Ada puluhan ribu desa, kampung, pertanian, dan kebun rakyat yang masih belum dikeluarkan dari konsesi-konsesi perusahaan. Di dalam RUU ini tidak ada satu pasal pun yang dapat menyelesaikan konflik-konflik agraria tersebut.
”RUU Pertanahan juga mengandung banyak inkonsistensi dan kontradiksi antara konsiderans (pertimbangan yang menjadi dasar penetapan) dan isi,” kata Dewi.
RUU Pertanahan perlu secara matang dan hati-hati dalam merumuskan hak-hak atas tanah, yakni hak milik, hak guna usaha (HGU), hak guna bangunan (HGB), hak pakai, dan hak pengelolaan.
Selama ini, hak-hak yang diterbitkan, terutama hak dan izin bagi perusahaan besar telah banyak mengakibatkan pelanggaran hak-hak warga, melahirkan ketimpangan struktur agraria, konflik agraria, kemiskinan, dan rusaknya lingkungan.
RUU Pertanahan juga tidak memiliki sensitivitas terhadap penyelesaian masalah agraria pada wilayah adat. RUU Pertanahan mengatur bahwa pengukuhan keberadaan hak wilayah dimulai dari usulan pemerintah daerah dan ditetapkan menteri yang menyelenggarakan urusan pemerintahan di bidang pemerintahan dalam negeri.
Skema seperti ini tidak menjawab persoalan yang ada selama ini, yaitu pengakuan hak wilayah sulit dilakukan karena sangat politis melalui tindakan-tindakan penetapan pemerintah dan bukan berdasarkan usulan masyarakat adat sendiri.
RUU Pertanahan belum menjawab masalah ego sektoral pertanahan di Indonesia (hutan dan non-hutan). RUU masih bias dan terbatas pada tanah dalam yurisdiksi Kementerian ATR/BPN RI, sementara masalah-masalah pertanahan bersifat lintas sektor, seperti tanah di perkebunan, tanah di kehutanan, tanah di pertanian, di wilayah pesisir kelautan, pulau-pulau kecil, perdesaan, dan perkotaan.
RUU juga mengatur kewenangan Bank Tanah secara berlebihan tanpa mempertimbangkan dampak dan tumpang tindih kewenangan antara Bank Tanah dan kementerian/lembaga. Hal tersebut berisiko terjadinya komoditisasi tanah secara absolut melalui Bank Tanah yang akan memperparah ketimpangan dan konflik.

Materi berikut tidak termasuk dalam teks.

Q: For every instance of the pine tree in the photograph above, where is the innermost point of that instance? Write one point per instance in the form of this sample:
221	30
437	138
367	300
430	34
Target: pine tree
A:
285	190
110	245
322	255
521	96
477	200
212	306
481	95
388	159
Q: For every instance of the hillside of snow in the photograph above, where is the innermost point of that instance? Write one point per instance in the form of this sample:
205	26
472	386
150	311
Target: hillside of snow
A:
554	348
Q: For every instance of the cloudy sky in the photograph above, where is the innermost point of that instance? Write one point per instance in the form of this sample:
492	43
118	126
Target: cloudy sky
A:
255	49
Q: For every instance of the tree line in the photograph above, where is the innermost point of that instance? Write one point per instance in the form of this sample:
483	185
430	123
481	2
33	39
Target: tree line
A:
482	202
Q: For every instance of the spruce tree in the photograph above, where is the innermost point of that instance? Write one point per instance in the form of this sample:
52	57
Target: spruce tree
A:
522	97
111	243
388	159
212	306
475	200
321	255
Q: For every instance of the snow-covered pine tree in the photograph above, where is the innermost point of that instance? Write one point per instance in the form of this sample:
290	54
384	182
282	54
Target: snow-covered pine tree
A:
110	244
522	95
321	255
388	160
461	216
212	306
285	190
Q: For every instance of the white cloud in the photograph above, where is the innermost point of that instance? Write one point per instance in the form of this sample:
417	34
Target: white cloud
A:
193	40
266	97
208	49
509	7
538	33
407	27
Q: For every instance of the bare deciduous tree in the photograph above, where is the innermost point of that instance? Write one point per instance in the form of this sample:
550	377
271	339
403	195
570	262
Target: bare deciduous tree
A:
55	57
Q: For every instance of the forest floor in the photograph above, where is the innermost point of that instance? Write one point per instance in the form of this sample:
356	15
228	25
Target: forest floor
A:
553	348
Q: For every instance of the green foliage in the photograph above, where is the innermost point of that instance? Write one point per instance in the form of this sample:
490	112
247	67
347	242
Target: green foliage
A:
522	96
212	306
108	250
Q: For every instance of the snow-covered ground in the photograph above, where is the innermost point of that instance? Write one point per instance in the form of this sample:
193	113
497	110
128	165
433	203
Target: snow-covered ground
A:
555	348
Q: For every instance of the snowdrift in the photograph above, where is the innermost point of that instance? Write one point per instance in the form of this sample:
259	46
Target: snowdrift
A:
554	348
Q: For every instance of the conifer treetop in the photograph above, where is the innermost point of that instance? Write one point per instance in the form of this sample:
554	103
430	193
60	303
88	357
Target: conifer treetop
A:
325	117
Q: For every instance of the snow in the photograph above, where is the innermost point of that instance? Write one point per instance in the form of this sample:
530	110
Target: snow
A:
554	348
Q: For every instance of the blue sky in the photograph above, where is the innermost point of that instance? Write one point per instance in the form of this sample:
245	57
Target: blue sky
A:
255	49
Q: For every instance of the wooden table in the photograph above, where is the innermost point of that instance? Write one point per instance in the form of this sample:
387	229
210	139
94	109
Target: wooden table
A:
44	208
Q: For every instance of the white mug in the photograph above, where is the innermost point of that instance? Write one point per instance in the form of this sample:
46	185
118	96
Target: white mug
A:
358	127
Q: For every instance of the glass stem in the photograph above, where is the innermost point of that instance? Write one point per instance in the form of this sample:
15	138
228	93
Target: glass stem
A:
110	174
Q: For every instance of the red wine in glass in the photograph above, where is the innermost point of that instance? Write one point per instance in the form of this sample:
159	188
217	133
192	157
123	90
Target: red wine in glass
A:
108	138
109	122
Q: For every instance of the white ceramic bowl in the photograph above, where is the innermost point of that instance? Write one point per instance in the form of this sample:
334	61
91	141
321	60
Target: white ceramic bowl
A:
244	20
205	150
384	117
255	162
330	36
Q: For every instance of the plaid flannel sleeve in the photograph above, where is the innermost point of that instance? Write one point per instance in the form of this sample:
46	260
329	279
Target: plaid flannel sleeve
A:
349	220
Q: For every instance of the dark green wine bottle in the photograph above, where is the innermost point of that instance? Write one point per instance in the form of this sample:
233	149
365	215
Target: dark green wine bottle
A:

Mereka berpandangan RUU ini lebuh kuat untuk mengakomodasi kepentingan bisnis dan investasi perkebunan skala besar. Monopoli swasta, perampasan tanah, penggusuran, termasuk impunitas bagi para pengusaha perkebunan skala besar banyak diatur dalam RUU Pertanahan. Hal tersebut tecermin dari hak pengelolaan instansi pemerintah dan rencana Bank Tanah.
Dewi mengatakan, proses pembahasan RUU Pertanahan tidak transparan. Pada 2018, organisasi masyarakat sipil telah melihat rancangannya. Banyak hal positif dalam rancangan tersebut. Namun, rancangan tersebut berubah drastis saat dilihat pada 2019.
RUU Pertanahan menjadi sangat penting karena berfungsi untuk melengkapi dan menyempurnakan Undang-Undang Nomor 5 Tahun 1960 tentang Peraturan Dasar Pokok-pokok Agraria (UUPA 1960). UU tersebut bertujuan menghapus UU Agraria Kolonial Belanda dan memastikan agar bumi, tanah, air, serta kekayaan alam yang terkandung di dalamnya diatur negara sebagai kekuasaan tertinggi rakyat.
Penguasaan tanah, pemilikan, penggunaan, dan pemeliharaannya ditujukan bagi kemakmuran rakyat sehingga penggunaan tanah yang melampaui batas dan monopoli swasta tidak diperkenankan. Keadilan sosial, kesejahteraan manusianya, dan keberlanjutan sumber-sumber agraria menjadi prinsip utama.